Centrafrique: L'ONU déplore la persistance des violences

Devant le Conseil de sécurité, le représentant spécial du secrétaire général à Bangui, Mankeur Ndiaye, a déclaré que « entre cinquante et soixante-dix violations de l'accord de paix sont enregistrées chaque semaine », malgré les efforts du gouvernement et de ses partenaires à mettre en œuvre de document.

En dépit d'avancées probantes, « la population centrafricaine et la communauté humanitaire continuent de subir au quotidien des actes de violences attribués en grande partie à des groupes armés pourtant signataires de l'accord.

Chaque semaine, entre cinquante et soixante-dix violations de l'accord de paix, commises principalement contre la population civile par les groupes armés, sont rapportées », a précisé Mankeur Ndiaye.

« Ces groupes armés continuent de lever illégalement des taxes, font obstruction au déploiement de l'autorité de l'Etat, occupent toujours des bâtiments publics et constituent une source de profondes frustrations pour le peuple centrafricain », a-t-il ajouté.

L'ONU a, par ailleurs, rappelé les massacres de trente-neuf civils perpétrés le 21 mai par des éléments du groupe armé Retour, réclamation et réhabilitation, dans la préfecture de Ouham-Pendé, dans le nord-ouest du pays et provoqué le déplacement forcé de plus de douze mille personnes.

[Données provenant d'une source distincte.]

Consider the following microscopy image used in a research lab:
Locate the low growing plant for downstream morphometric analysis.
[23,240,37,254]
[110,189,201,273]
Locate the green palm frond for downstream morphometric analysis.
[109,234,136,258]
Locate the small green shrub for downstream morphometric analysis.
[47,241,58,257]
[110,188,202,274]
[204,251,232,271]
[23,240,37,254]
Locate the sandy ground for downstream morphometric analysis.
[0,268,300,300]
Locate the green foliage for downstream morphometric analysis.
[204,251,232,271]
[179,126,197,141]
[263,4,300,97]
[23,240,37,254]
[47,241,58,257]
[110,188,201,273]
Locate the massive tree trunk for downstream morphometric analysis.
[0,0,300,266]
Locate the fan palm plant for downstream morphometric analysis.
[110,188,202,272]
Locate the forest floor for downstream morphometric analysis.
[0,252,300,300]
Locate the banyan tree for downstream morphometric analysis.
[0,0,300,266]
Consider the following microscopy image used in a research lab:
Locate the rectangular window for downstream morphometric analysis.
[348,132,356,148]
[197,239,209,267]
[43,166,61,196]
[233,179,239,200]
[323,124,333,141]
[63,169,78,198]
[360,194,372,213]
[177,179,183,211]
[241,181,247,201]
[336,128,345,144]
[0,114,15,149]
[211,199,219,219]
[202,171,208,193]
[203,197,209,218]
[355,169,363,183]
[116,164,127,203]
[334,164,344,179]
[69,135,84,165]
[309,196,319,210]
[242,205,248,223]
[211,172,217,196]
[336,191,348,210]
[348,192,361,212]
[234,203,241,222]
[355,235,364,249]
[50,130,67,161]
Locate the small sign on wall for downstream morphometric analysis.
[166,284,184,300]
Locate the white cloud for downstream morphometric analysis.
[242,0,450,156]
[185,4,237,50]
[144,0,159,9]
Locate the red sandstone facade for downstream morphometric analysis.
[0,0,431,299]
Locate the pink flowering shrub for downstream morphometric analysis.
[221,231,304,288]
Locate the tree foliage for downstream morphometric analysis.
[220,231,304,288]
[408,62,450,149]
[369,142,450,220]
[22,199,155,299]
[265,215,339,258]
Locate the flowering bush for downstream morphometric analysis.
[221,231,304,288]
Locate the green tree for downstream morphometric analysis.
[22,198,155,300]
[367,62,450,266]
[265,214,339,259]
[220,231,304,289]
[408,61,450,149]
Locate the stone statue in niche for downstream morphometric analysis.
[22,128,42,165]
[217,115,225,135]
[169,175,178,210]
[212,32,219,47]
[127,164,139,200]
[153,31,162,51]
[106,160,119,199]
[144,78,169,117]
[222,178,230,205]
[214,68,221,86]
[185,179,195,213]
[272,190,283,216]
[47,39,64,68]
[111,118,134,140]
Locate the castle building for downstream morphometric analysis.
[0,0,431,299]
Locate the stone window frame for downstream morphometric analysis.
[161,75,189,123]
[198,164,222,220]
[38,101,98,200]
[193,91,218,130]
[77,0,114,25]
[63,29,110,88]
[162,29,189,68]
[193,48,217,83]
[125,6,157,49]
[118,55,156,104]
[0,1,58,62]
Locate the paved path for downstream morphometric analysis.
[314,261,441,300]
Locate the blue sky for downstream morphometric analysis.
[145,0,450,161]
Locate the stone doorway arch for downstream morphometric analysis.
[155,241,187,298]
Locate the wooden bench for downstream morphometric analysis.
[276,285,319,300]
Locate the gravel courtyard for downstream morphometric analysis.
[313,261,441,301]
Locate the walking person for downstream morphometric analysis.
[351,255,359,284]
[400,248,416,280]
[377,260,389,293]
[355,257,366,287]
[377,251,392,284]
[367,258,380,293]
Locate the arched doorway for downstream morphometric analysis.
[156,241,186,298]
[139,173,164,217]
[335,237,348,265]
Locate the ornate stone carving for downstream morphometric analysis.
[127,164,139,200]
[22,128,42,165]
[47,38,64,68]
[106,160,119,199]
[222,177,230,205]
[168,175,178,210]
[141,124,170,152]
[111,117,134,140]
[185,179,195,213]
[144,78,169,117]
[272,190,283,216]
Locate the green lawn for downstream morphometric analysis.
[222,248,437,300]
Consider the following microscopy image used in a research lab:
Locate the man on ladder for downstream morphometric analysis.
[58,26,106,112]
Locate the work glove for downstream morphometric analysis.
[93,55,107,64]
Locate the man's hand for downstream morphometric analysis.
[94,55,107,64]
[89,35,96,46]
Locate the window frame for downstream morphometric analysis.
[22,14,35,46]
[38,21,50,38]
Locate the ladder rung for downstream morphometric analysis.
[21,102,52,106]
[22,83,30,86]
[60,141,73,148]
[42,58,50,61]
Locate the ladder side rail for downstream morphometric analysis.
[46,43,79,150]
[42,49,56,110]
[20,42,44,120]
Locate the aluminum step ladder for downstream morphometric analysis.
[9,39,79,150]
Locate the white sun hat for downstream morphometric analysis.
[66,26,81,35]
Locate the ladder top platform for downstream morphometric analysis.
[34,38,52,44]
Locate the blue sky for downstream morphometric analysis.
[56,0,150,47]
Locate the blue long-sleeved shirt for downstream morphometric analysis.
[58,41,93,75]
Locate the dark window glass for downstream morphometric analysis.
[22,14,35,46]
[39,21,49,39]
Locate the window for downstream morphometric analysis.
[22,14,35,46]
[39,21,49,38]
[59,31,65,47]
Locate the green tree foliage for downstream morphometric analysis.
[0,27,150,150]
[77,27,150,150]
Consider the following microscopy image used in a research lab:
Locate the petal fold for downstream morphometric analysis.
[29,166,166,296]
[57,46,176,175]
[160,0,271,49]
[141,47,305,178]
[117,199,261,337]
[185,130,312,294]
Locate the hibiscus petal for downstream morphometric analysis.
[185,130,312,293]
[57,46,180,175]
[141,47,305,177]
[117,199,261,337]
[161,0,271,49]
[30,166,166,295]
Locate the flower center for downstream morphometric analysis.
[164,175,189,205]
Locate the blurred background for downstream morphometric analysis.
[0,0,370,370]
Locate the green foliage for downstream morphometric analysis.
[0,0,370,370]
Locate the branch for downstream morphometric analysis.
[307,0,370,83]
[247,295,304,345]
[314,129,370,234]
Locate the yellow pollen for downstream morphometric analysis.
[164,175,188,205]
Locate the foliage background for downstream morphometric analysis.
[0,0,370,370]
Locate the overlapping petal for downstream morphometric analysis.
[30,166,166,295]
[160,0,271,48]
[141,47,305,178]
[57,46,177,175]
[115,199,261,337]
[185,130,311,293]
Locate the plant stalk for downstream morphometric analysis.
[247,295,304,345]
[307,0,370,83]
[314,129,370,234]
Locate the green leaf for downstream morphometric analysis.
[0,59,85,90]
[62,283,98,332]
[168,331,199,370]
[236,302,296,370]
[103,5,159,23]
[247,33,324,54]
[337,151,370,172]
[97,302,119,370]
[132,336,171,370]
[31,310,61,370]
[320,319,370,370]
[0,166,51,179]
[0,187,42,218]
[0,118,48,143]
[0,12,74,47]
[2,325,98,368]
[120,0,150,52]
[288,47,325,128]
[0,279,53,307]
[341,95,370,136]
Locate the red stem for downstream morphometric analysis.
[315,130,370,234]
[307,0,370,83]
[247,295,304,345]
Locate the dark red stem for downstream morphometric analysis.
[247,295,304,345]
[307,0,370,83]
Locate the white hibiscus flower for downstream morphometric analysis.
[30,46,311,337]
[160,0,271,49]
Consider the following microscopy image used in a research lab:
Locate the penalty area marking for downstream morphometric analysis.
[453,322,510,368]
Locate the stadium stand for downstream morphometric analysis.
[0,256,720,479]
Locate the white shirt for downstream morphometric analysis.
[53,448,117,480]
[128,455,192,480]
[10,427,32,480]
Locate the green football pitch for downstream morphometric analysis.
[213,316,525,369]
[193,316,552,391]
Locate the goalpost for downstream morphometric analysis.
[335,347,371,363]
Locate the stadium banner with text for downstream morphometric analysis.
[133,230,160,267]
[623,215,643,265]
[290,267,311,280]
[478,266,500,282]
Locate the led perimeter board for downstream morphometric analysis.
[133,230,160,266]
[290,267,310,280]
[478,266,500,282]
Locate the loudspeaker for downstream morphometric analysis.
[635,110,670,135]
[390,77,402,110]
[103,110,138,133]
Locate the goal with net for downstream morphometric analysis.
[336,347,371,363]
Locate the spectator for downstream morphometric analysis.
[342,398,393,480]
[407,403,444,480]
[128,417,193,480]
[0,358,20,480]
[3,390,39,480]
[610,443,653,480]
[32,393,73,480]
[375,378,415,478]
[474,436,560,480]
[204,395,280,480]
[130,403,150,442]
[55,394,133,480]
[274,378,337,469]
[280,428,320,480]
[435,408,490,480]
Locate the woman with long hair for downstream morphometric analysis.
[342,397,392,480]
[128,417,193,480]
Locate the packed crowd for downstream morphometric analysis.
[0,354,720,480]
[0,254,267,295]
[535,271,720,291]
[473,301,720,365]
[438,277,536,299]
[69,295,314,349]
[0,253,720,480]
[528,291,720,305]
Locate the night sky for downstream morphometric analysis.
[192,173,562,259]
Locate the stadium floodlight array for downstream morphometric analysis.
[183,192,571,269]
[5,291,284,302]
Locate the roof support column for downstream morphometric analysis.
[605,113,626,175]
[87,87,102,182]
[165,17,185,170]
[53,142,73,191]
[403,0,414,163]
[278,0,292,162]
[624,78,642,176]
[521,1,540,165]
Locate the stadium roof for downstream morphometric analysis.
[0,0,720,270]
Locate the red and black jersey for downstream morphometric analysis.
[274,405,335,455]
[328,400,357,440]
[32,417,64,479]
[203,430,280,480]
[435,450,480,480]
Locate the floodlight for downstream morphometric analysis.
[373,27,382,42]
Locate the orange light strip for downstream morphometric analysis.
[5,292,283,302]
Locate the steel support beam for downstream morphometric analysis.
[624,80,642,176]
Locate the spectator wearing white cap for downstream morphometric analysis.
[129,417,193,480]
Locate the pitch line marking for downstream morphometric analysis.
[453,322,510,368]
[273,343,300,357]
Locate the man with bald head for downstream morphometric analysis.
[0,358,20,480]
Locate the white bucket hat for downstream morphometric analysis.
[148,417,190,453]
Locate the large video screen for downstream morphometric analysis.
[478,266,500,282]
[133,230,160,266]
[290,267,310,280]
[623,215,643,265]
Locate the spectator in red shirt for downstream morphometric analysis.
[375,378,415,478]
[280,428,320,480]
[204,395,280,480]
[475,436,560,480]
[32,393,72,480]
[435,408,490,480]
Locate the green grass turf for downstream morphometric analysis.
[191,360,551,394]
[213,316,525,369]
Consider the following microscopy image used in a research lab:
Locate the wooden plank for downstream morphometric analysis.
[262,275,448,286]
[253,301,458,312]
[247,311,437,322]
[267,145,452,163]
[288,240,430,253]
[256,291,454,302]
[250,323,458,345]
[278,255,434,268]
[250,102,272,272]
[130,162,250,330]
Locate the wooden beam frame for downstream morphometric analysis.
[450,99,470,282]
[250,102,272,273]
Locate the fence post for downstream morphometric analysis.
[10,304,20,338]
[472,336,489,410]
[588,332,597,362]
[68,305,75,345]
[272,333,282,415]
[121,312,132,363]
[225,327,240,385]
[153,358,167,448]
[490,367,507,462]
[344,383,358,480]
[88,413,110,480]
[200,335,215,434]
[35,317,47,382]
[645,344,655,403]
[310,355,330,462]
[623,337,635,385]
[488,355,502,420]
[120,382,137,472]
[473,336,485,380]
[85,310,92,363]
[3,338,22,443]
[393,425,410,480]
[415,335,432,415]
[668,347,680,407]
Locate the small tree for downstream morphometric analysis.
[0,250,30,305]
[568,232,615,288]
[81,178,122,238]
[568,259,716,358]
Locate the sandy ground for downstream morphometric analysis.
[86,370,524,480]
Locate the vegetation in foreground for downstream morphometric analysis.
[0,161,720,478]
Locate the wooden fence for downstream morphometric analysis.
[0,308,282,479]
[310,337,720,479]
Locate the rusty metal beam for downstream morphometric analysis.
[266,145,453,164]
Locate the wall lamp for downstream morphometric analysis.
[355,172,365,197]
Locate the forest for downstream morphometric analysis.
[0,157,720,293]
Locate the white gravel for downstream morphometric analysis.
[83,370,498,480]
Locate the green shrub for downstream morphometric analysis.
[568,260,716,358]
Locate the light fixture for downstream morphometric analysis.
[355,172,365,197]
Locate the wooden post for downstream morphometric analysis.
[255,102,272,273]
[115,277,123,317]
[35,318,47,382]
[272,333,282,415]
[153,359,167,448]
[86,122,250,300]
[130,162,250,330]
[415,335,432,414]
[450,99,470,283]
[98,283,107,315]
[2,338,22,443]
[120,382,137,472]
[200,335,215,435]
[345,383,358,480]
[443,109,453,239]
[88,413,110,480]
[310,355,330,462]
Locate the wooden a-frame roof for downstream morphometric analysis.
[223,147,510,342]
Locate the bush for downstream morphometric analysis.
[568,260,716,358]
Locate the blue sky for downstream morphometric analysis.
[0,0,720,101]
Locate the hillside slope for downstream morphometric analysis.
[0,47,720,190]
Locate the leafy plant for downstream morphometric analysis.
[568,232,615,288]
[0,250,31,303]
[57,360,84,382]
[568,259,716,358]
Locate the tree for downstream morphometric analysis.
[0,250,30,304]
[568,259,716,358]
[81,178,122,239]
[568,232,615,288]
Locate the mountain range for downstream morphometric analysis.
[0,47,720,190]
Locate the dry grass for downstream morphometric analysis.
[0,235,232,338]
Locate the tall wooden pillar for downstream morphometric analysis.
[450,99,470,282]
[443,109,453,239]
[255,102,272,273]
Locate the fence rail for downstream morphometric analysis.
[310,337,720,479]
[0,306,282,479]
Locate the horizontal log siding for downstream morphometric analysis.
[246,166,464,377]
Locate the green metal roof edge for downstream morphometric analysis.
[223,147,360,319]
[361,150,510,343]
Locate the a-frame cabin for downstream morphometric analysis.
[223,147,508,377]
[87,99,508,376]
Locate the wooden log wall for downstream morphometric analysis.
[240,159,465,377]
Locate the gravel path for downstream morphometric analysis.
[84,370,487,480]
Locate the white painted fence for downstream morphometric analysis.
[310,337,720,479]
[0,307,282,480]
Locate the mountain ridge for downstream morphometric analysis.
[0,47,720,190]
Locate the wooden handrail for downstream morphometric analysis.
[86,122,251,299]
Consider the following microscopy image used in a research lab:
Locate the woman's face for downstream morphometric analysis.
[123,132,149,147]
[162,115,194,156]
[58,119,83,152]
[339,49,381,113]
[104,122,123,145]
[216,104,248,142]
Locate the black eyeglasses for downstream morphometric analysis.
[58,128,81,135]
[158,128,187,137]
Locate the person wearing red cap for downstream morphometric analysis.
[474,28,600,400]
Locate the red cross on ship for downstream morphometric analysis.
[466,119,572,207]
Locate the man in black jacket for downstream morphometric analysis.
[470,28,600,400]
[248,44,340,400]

Revenant sur ces « atrocités », Mankeur Ndiaye a noté qu'elles montrent que la « situation sécuritaire demeure fragile » en Républmique centrafricaine (RCA).

Le représentant spécial a poursuivi que des avancées positives sont toutefois à souligner, annonçant que le 19 juin, le groupe armé Front populaire pour la renaissance de la Centrafrique a annoncé qu'il démantèlerait toutes ses barrières illégales. « Un signe encourageant », a-t-il estimé, espérant qu'il « sera suivi d'actes concrets ».

Les opérations de désarmement, démobilisation et réintégration menées en mai et en juin ont également commencé à porter leurs fruits.

Quatre-vingt-dix combattants du groupe armé Révolution et justice-Sayo ont ainsi été démobilisés.

Mais la situation humanitaire reste désastreuse, a alerté le représentant spécial, rappelant que 2,9 millions de Centrafricains, dont la moitié est constituée d'enfants, ont toujours besoin d'assistance.

Le plan d'intervention humanitaire pour la RCA reste largement sous-financé : seulement 28% des quatre cent trente millions de dollars nécessaires ont été reçus, « ce qui est insuffisant », a-t-il précisé.

Le chef de la mission onusienne en RCA a, en outre, souligné que des progrès dans la réconciliation nationale et l'intégration des groupes armées au sein des forces étatiques et de la société centrafricaine sont cruciales pour la tenue d'élections en 2020 et 2021.